Objectives: This study aimed to determine trends in pregnancy-associated cancers between 1994 and 2007, and the associations between maternal cancer and pregnancy outcomes.
Methods: The study population comprised 781,907 women giving birth in NSW between 1994 and 2008. Cancer and maternal information were obtained from linked records of NSW Central Cancer Registry, NSW Perinatal Data Collection, and NSW Admitted Patient Data Collection. The Cochran-Armitage test was used to analyse trends, and the generalised estimating equations with a logit link were used to examine associations. Adjusted odds ratios (aOR) with 95% confidence interval (CI) were calculated.
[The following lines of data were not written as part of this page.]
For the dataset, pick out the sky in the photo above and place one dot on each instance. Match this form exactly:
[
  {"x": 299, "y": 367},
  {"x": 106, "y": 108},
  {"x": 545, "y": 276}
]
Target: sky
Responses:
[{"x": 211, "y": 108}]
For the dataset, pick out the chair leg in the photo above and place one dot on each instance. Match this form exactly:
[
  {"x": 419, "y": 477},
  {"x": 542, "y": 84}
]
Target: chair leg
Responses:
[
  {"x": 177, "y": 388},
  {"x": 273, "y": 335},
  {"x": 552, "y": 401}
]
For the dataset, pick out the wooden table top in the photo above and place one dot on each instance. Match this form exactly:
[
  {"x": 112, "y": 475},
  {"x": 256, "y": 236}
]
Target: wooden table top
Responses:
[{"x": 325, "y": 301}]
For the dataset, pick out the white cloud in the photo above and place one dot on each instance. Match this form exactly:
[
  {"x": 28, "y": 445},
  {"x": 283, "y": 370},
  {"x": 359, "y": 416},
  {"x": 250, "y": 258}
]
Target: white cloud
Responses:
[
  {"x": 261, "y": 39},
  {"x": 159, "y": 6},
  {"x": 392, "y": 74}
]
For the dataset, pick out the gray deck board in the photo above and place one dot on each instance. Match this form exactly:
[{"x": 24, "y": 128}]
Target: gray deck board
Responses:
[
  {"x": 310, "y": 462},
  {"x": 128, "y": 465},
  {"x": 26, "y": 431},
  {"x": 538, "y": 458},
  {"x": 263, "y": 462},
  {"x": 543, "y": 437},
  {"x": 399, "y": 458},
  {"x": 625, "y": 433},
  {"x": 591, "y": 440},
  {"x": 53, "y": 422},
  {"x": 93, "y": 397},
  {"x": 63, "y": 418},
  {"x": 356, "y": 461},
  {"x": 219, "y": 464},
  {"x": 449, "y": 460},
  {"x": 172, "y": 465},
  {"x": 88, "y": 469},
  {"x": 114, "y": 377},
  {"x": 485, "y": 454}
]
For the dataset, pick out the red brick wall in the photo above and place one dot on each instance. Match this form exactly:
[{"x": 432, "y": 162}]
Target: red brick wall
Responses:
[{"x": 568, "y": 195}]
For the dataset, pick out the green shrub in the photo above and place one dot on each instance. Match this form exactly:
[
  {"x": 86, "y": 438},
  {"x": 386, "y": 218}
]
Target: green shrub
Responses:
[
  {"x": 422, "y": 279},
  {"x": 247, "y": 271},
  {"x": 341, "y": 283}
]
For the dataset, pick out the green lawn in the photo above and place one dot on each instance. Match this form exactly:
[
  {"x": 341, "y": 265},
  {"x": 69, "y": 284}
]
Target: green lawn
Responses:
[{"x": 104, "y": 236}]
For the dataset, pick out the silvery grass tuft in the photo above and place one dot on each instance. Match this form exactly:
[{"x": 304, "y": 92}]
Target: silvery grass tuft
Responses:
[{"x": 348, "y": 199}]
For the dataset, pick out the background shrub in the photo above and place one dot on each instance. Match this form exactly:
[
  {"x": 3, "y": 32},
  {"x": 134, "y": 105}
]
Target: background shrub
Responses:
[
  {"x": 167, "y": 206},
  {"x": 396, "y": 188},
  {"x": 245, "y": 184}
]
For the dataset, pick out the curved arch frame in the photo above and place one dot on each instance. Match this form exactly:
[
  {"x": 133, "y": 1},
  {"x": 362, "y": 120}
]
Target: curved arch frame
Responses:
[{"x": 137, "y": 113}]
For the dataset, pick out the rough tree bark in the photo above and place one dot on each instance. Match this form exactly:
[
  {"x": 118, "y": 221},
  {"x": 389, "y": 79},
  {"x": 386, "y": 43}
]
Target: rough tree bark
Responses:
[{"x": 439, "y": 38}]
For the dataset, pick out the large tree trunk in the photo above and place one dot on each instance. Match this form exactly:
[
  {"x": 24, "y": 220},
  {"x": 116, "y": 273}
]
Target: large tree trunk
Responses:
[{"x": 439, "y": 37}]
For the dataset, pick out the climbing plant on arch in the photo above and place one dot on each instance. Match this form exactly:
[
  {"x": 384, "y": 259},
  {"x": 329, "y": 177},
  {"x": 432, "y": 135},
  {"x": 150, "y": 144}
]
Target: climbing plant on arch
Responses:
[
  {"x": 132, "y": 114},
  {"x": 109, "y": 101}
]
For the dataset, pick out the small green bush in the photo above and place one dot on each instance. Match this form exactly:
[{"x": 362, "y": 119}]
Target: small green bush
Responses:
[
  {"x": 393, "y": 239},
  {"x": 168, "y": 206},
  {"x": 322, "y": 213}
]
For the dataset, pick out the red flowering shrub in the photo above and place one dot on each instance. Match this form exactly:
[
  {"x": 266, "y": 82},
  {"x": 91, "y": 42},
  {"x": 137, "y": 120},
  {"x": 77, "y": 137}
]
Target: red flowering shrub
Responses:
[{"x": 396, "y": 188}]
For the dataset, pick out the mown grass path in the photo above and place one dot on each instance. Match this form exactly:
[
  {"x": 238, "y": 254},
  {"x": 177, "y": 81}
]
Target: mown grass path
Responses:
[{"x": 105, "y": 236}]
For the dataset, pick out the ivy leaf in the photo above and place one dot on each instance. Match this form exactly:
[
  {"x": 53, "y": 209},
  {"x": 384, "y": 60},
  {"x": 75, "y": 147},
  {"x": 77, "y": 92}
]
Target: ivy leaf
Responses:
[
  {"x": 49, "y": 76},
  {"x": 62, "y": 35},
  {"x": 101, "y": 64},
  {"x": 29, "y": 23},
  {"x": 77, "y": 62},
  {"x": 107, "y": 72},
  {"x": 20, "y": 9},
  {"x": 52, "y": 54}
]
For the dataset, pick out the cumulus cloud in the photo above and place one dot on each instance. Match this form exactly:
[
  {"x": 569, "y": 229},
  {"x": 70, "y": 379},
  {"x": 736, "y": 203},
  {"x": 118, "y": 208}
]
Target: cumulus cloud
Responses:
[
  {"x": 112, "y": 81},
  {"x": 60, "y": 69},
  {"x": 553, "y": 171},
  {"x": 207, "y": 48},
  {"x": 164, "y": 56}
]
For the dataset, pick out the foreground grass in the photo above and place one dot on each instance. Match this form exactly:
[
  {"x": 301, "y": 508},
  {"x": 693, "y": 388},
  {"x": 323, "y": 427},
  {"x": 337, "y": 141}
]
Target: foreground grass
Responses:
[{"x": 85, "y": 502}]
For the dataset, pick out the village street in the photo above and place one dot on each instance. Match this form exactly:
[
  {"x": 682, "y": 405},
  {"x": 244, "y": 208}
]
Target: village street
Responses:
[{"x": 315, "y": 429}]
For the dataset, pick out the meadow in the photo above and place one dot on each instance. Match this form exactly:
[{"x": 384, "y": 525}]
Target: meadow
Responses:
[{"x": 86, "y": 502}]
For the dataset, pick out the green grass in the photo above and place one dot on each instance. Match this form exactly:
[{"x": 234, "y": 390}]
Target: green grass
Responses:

Results: A total of 1,798 new cancer diagnoses were identified, including 499 during pregnancy and 1,299 postpartum. From 1994 to 2007, the crude incidence rate of pregnancy-associated cancer increased from 112.3 to 191.5 per 100,000 maternities (P < 0.001) and only 14% of the increase was explained by increasing maternal age. Cancer diagnosis was more common than expected in women aged 15–44 years (observed-to-expected ratio 1.49, 95% CI 1.42–1.56). Cancers were predominantly melanoma (33.3%) and breast cancer (21.0%). Women with cancer diagnosed during pregnancy had high rates of labour induction (28.5%), caesarean section (40.0%) and planned preterm birth (19.7%). Novel findings included a cancer association with multiple pregnancies (aOR 1.52, 95% CI 1.13–2.05) and LGA (aOR 1.47, 95% CI 1.14–1.89).
Conclusions: Pregnancy-associated cancers have increased, and this increase is only partially explained by increasing maternal age. Pregnancy increases women’s interaction with health services and the possibility for diagnosis, but may also influence tumour growth.